Any other information on results incl. tables

Table 1. Results of skin corrosion test

		3-min exposure							60-min exposure
		OD a)			Cell viability (%) b)		SD c)	CV	OD a)			Cell viability (%) b)		SD c)	CV
Group	Tissue no.		Mean		Mean					Mean		Mean
Negative control (Distilled water)	1	1.937	1.939	1.941	99.9	100	0.14	0.1	2.026	2.03	2.047	99.2	100	1.13	1.1
		1.937							2.031
		1.942							2.032
	2	1.938	1.942		100.1				2.07	2.063		100.8
		1.945							2.063
		1.942							2.056
Positive control (KOH 8N)	1	0.113	0.112	0.111	5.8	5.7	0.14	2.5	0.029	0.029	0.028	1.4	1.4	0.07	5.1
		0.111							0.029
		0.113							0.03
	2	0.108	0.109		5.6				0.025	0.026		1.3
		0.111							0.025
		0.109							0.027
Test substance (APFHx)	1	1.68	1.671	1.833	86.1	94.4	11.74	12.4	0.103	0.103	0.102	5	5	0.07	1.4
		1.669							0.104
		1.665							0.103
	2	1.983	1.994		102.7				0.095	0.1		4.9
		1.997							0.109
		2.002							0.096

OD: optical density; SD: standard deviation; CV: coefficient of variation

a) OD value corrected by mean blank OD

b) Cell viability of negativ control was regarded as 100%.

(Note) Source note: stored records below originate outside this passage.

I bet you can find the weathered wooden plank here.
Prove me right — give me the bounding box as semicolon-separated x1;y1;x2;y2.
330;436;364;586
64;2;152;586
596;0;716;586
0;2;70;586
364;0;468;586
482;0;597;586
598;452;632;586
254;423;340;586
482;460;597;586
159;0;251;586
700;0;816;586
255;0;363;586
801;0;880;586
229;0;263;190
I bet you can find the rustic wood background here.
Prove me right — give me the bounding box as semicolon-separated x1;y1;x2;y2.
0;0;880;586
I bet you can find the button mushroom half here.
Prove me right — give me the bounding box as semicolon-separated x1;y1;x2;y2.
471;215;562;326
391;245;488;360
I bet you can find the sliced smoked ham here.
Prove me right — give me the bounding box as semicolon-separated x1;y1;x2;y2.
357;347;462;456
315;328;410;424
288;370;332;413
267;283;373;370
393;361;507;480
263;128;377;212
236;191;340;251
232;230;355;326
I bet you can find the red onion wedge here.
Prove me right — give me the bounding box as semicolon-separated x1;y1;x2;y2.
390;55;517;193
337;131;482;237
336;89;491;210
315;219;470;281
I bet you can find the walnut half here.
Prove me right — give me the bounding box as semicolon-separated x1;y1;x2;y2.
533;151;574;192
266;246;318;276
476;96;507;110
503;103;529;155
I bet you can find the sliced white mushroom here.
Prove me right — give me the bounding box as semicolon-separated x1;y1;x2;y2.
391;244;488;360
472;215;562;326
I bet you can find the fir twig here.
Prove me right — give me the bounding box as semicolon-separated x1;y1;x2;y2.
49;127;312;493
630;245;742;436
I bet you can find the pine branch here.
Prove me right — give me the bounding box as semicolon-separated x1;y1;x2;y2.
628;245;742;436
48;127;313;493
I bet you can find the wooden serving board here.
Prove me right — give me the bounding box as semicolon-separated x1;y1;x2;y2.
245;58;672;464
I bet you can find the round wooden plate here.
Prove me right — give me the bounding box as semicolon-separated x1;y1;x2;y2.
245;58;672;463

c) The SD was calculated from the cell viabilities of each tissue insert (n=2).

Table 2. Historical control data (Jan 2016 - Feb 2018)

	OD
	3- min exposure		60-min exposure
	Negative control	Positive control	Negative control	Positive control
Mean	1.9	0.2006	1.852	0.065
SD	0.192	0.069	0.191	0.031
Max	2.331	0.371	2.176	0.113
Min	1.635	0.028	1.573	0.024
Number of tests	20		20

OD: optical density

SD: standard deviation

Applicant's summary and conclusion

Interpretation of results:

other: Skin Corr. 1B/C according to Regulation (EC) No 1272/2008

Conclusions:

Under the conditions of the reconstructed human epidermis test cell viability after 3-min and 60-min exposure to the test substance were 94.4% and 5.0%, respectively.